Mailto: links work differently across devices and browsers - here’s what you need to know:
Desktop browsers (Chrome, Edge, Firefox): Full support with a quick setup
- Look for the protocol handler icon (double-diamond) in your browser’s address bar
- Click it and allow Gmail (or your preferred email service) to “open all email links”
- From then on, clicking a mailto: link opens your chosen web email service
- This uses the browser’s
registerProtocolHandler
feature for seamless integration
Safari and mobile browsers: Limited support
- Safari on macOS doesn’t support web-based protocol handlers - mailto: links will open your Mac’s default mail app
- Mobile browsers (iOS/Android) generally don’t support web protocol handlers either
- On mobile devices, mailto: links try to launch a native mail app, not web email
- You’d need a native app (like the Gmail app) set as your default email handler
Workaround for universal access: If you control the link creation and know users primarily use Gmail, you can skip mailto: entirely and use Gmail compose URLs directly (see section below).
Important limitation: Mailto: links can only pre-fill plain text - no HTML formatting is possible.
According to the mailto: specification (RFC 6068), the body=
parameter is strictly for “the first text/plain body part.” This means:
- No bold, italics, or other rich text formatting
- No hyperlinks or clickable URLs within the email body
- No tables, images, or other HTML elements
- Any HTML tags you include will appear as literal text, not formatted content
Working with plain text:
- Use line breaks with URL encoding:
%0D%0A
represents a new line - Example:
mailto:user@example.com?body=Line%201%0D%0ALine%202
creates two separate lines - Structure your content with spacing and plain text formatting (dashes, asterisks, etc.)

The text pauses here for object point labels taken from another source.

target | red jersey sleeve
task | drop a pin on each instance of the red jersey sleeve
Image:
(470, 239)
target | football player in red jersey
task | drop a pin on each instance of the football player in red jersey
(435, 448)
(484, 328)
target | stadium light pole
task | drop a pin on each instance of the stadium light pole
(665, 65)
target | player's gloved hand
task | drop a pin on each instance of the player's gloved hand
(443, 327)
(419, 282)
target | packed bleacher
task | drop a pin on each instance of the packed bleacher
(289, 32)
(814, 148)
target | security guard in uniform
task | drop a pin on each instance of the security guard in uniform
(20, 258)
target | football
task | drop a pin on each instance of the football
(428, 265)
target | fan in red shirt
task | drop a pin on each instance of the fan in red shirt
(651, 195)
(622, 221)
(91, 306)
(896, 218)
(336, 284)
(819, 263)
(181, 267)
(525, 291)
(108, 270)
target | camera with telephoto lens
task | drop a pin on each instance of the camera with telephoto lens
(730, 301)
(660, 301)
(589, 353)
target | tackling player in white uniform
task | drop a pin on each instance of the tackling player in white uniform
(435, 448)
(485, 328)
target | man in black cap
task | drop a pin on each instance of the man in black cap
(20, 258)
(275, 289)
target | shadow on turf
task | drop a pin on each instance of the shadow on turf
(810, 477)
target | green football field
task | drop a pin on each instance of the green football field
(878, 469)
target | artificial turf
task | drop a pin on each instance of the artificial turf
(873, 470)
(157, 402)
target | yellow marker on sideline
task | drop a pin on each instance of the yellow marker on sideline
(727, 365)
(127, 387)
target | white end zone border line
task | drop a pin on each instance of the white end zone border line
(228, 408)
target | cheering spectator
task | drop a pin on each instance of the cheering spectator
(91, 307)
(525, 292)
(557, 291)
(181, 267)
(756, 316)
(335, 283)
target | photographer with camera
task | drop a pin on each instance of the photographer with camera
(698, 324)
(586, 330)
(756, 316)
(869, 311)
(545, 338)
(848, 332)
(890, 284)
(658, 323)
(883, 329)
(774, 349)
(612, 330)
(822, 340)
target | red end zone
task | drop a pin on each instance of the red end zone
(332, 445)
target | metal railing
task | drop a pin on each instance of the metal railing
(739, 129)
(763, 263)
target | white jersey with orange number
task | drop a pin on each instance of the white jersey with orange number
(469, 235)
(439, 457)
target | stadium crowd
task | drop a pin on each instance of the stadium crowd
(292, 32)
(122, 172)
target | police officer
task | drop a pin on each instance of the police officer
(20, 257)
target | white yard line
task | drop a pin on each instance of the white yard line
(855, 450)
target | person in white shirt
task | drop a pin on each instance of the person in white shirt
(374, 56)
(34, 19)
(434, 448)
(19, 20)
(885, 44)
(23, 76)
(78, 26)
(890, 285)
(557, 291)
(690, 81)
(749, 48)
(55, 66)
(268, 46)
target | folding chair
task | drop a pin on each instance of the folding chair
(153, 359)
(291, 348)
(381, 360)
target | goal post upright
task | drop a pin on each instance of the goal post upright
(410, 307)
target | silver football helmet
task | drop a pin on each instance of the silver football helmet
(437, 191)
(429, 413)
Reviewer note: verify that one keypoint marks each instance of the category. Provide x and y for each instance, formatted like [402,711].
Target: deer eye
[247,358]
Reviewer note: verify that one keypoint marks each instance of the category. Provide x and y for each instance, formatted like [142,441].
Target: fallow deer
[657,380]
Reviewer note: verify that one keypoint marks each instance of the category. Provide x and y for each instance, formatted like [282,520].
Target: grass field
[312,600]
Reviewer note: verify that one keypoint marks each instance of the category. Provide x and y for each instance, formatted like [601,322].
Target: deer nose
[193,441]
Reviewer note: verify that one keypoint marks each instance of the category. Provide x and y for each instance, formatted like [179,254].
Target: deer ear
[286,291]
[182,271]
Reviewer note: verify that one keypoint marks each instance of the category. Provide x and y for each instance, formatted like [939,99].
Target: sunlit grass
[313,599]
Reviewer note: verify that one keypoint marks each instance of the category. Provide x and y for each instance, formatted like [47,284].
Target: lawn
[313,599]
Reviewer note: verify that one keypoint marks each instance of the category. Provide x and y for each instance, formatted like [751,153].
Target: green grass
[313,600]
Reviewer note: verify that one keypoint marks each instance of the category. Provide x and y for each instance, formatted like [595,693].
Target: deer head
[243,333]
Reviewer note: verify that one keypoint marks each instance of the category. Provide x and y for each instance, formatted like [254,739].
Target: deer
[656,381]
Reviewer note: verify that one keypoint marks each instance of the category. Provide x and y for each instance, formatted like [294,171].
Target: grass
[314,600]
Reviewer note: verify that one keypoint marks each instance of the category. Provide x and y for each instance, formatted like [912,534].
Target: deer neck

- Keep messages clear and concise since formatting options are limited
If you need rich HTML emails, you’ll need to either:
- Use server-side email sending where you control the MIME type and can include HTML
- Direct users to a web form that sends formatted emails on the backend
- Have users manually format the email after it opens in their client
If your team primarily uses Gmail on the web, you can create direct Gmail compose URLs instead of mailto: links. These bypass the mailto: protocol entirely and open Gmail’s compose window directly.

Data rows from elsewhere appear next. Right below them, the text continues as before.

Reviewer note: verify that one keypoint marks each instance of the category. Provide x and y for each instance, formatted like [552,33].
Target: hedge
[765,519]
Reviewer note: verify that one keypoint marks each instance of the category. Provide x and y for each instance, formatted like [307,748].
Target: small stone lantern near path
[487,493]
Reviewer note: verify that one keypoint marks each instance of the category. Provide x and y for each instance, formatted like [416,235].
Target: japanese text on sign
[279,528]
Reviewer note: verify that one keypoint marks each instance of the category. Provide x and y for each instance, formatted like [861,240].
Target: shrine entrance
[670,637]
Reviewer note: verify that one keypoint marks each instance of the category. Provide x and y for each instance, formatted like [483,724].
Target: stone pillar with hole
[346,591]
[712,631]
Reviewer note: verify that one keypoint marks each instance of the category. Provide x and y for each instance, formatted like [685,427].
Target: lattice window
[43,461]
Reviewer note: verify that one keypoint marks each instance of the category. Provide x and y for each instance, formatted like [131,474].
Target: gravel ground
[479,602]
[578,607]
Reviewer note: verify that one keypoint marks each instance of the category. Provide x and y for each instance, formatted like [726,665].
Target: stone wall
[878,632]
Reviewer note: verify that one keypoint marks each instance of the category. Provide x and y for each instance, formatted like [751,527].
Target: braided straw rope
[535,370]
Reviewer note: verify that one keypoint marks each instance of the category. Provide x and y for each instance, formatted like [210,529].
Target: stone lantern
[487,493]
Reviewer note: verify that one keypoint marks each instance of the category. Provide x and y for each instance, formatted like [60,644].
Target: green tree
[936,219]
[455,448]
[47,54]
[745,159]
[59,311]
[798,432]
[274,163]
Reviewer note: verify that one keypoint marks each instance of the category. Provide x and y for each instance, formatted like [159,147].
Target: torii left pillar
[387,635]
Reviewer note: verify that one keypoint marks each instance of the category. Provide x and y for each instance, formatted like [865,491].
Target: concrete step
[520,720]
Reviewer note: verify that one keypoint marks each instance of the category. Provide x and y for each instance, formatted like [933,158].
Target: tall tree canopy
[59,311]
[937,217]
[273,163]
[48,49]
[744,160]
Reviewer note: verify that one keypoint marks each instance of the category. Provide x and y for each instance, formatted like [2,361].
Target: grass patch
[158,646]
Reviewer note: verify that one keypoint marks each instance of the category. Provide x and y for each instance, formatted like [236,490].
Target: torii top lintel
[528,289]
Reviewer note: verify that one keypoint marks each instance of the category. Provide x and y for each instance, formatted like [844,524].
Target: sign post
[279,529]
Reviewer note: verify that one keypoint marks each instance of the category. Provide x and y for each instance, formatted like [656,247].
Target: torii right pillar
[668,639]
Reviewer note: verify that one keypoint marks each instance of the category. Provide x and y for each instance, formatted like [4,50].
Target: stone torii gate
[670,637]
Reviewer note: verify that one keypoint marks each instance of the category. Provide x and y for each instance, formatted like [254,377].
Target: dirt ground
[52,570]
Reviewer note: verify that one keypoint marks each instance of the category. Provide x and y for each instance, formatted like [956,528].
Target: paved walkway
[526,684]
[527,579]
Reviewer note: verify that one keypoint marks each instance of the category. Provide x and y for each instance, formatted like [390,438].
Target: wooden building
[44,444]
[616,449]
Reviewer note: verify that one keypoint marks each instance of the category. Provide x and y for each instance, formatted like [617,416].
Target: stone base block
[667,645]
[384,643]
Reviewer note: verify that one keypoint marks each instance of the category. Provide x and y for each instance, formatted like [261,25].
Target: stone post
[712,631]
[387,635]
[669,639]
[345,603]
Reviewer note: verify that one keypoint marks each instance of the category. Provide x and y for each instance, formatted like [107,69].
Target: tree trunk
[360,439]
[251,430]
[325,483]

Gmail compose URL structure:
https://mail.google.com/mail/?view=cm&fs=1&to=recipient@example.com&su=Subject&body=Message
Parameters you can use:
to=
- Recipient email addresscc=
- CC recipients (comma-separated for multiple)bcc=
- BCC recipientssu=
- Subject linebody=
- Message body (plain text only, URL-encoded)
Example with variables:
<a href="https://mail.google.com/mail/?view=cm&fs=1&to={{customerEmail}}&su=Order%20{{orderNumber}}%20Update&body=Hi%20{{customerName}},%0A%0AYour%20order%20is%20ready." target="_blank">Email customer via Gmail</a>
Limitations of Gmail compose URLs:
- Plain text only - Just like mailto:, the body parameter doesn’t support HTML formatting
- Gmail-specific - Only works for users who use Gmail (won’t work with Outlook, Yahoo, etc.)
- Web-only - Opens in a browser tab, not a desktop email client
- Authentication required - Users must be logged into Gmail
When to use each approach:
- Use mailto: When users have various email clients and you want universal compatibility
- Use Gmail URLs: When you know all users use Gmail and want to avoid mailto: handler issues
- Use server-side: When you need HTML formatting, attachments, or guaranteed delivery
For teams using Gmail exclusively, the compose URL approach eliminates compatibility issues while still providing one-click email creation with pre-filled content.